TAU OLIGOMERS MEDIATE AGGREGATION OF RNA-BINDING PROTEINS MUSASHI1- AND MUSASHI2-INDUCING NUCLEAR MEMBRANE ALTERATION IN ALZHEIMER’S DISEASE

Abstract

RNA-Binding Proteins (RBPs) accumulate and aggregate in different neurodegenerative diseases, including Alzheimer's disease (AD). The Musashi (MSI) family is a group of RBPs which includes two homologous proteins, Musashi1 and Musashi2 (MSI1 and MSI2). MSI proteins are known to be expressed in neuronal stem cells and even at elevated levels in different types of cancers; however, there is no data reported on their functions in AD. Recent studies have shown that different RBPs, such as TDP-43, FUS, and TIA-1, form toxic oligomers that interact with tau and potentially influence its toxicity in the neurons through stress granules (SGs) alteration. We previously described, for the first time, that MSI1 and MSI2 are prone to form toxic aggregates in vitro. Additionally, we observed oligomeric MSI proteins in AD bran tissues, which also co-localized with tau oligomers. In the current report we investigated the mechanisms how MSI proteins and tau interact using a well-established tau-inducible cell model (iHEK). We used WT tau iHEK and P301L mutant tau iHEK cells to test whether MSI contributes to the aggregation of toxic tau oligomers and whether these tau forms and their aggregates can affect endogenous MSI cellular localization and function. We found that tau co-localized and accumulated with MSI in different cellular compartments, in particular, in the cytoplasm and nuclei, altering the nuclear transport of MSI1 and MSI2. Such cellular effects caused by P301L mutant tau were much stronger than WT tau that also associated with an increment in size and density of nuclear MSI/tau foci.

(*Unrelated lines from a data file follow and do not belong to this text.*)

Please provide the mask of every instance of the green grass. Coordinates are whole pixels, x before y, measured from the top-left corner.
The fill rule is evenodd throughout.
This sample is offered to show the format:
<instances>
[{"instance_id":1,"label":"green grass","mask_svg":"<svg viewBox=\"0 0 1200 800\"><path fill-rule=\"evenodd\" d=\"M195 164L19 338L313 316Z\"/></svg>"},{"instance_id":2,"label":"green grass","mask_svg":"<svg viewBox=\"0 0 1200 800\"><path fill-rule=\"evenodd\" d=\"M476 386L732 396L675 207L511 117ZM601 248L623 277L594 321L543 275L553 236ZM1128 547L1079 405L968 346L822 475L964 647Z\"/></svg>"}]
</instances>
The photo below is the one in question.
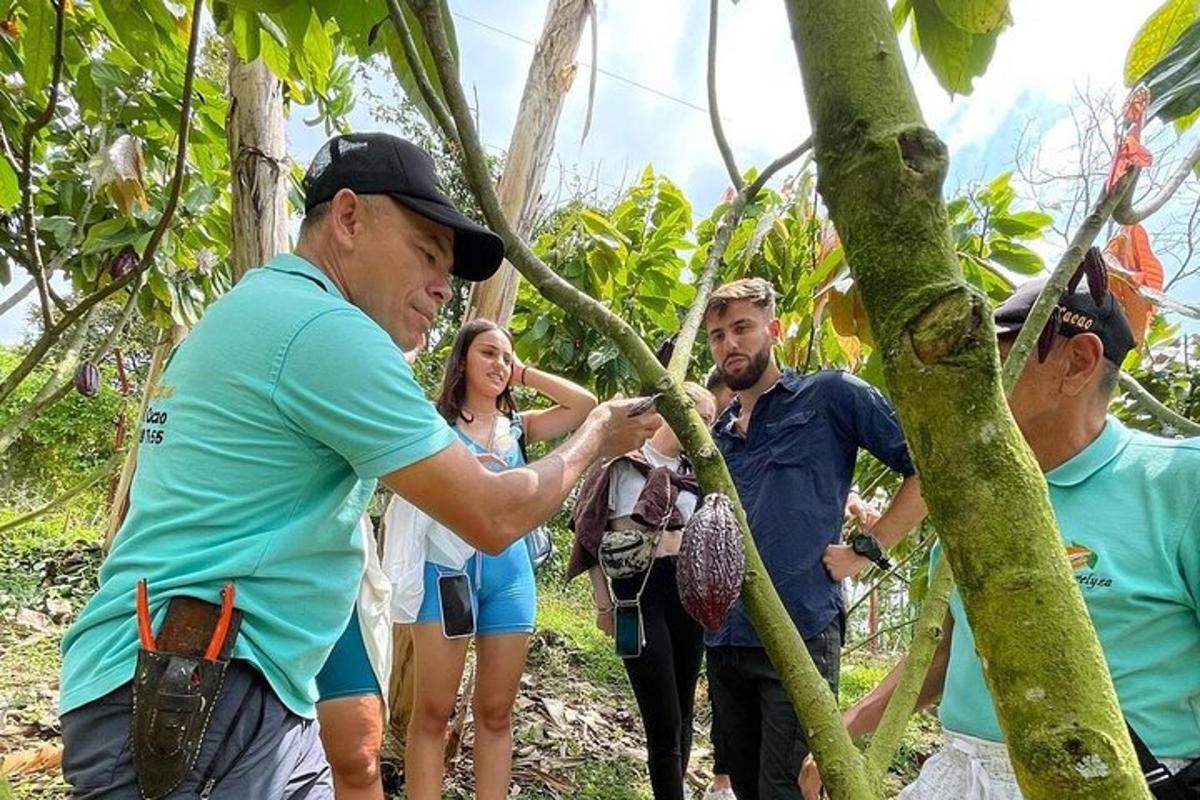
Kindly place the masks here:
<instances>
[{"instance_id":1,"label":"green grass","mask_svg":"<svg viewBox=\"0 0 1200 800\"><path fill-rule=\"evenodd\" d=\"M537 624L567 640L577 651L584 676L591 683L630 693L629 679L613 650L612 639L596 627L591 590L585 579L565 587L540 587Z\"/></svg>"}]
</instances>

We also report the novel finding that tau oligomers interaction with MSI1 and MSI2 resulted in the formation of distinct nuclear macro-molecular aggregates. Moreover, the formation of tau /MSI aggregates induced a decrement of LaminA/C and LaminB1 gene and protein levels inducing nuclear membrane instability. Our novel findings suggest that MSI proteins play a role in cellular dysfunction and AD pathogenesis. Our data highlight a possible mechanism of neurodegeneration mediated by aggregated MSI proteins and tau oligomers, opening an interesting opportunity to address new mechanistic insights.